Shah Waliullah Adeeb, governor of Badakhshan province, said thousands were missing after a hill collapsed on the village of Hobo Barik. Adeeb said the landslide buried 300 homes in the area about a third of all houses there. Thousands of tons of soil and rocks broke off from a hill in Badakhshan district near the Tajik border, creating a wave of mud that destroyed everything in its path.
The governor said rescue crews were working but didn't have enough equipment and appealed for shovels. "It's physically impossible right now," he said. "We don't have enough shovels; we need more machinery." He added that authorities evacuated a nearby village over concerns about further landslides. "There are around 1,000 houses in Aab Barik, 300 were buried when this happened, then 600 local people who live in the site went to help but unfortunately the hill collapsed a second time," said provincial governor Shah Waliullah Adib.
Faziluddin Hayar, the police chief in Badakhshan province, said the landslide happened about 1pm Friday. He visited the site with the provincial police chief and, after inspecting the wreckage and speaking to villagers who were spared, they estimated that more than 2,500 people had been trapped. The scale of the devastation meant there was little hope of finding survivors, or even recovering bodies, he said.
Badakshan province, which is nestled in the Hindu Kush and Pamir mountain ranges and bordering China, is one of the most remote in the country. "The mud is 10 to 30 metres deep, we couldn't even reach the bodies, so we decided to just pray for them and make the site into a mass grave."
Badakhshan is poor and fairly isolated, and although the landslide hit not far from the provincial capital, it was in a dangerous area with patchy communication links and a heavy insurgent presence.
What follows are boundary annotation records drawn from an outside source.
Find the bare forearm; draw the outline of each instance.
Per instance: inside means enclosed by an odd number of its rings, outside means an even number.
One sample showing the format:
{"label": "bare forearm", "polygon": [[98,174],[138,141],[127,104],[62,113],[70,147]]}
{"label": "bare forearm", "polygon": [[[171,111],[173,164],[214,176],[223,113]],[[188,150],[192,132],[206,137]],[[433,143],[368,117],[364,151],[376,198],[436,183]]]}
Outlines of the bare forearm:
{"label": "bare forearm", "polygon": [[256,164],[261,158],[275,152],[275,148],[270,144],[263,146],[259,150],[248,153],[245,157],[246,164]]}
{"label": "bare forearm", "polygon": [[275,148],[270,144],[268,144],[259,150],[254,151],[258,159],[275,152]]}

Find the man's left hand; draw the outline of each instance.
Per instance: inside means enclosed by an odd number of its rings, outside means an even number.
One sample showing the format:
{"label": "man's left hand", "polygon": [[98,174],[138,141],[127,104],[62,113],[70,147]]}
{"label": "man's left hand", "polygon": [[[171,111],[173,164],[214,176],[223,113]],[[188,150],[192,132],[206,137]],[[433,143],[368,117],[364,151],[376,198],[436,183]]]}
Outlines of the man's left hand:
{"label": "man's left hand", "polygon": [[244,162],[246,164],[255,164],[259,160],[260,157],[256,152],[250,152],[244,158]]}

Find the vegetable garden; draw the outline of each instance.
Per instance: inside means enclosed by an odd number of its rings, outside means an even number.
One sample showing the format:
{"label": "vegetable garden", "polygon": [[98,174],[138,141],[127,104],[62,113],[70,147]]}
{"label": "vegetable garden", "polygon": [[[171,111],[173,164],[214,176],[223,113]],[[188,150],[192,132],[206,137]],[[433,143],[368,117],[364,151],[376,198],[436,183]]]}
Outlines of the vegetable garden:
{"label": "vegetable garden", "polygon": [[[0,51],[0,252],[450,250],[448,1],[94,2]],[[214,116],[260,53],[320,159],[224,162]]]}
If the governor's estimate of the toll is confirmed, it would make the landslide the country's deadliest natural disaster since 1998, when two earthquakes each killed several thousand people.
A member of parliament from the province, Mohammad Zakria Sauda, said there were more than a thousand people dead, including many women and children, and confirmed that a large portion of the dead was rescuers swept away in a second landslide.
"At first a small part of the hill came down, and then when people went to help the other big part came down. Casualties could be as many as 1,000 people. Children, women are stuck under the soil."
The US president, Barack Obama, sent a message of condolence. "On behalf of the American people, our thoughts are with the people of Afghanistan, who have experienced an awful tragedy," he said.
Officials said it was too early to discuss what caused the landslide, although it came after weeks of heavy rain at a time when snow melt from the mountains is already swelling streams and rivers.
Serious flooding last week killed hundreds and displaced thousands more, and many in Badakhshan were aware of landslide risks. The previous day, a smaller landslide in the area damaged 50 houses, but no one was killed.
President Hamid Karzai ordered emergency relief work to start immediately, and Nato forces said they were ready to help the Afghan government with search and rescue if needed.
The United Nations confirmed that hundreds had been killed and said it was helping search for survivors and provide food and shelter.
"The number of deceased has increased to 350 and significant displacement is expected," the UN said in a statement. "The UN Office for the Coordination of Humanitarian Affairs is helping with coordinating local authorities to rescue those still trapped... Road access to affected area is secondary, but good. [It] cannot take heavy machinery."
Afghans living in the rugged mountains of northern Afghanistan are used to avalanches and mudslides. An avalanche in 2010 at the 3,800 metre high Salang pass killed over 170 people, most buried in their cars and buses as they snaked through the mountains in heavy snowfall.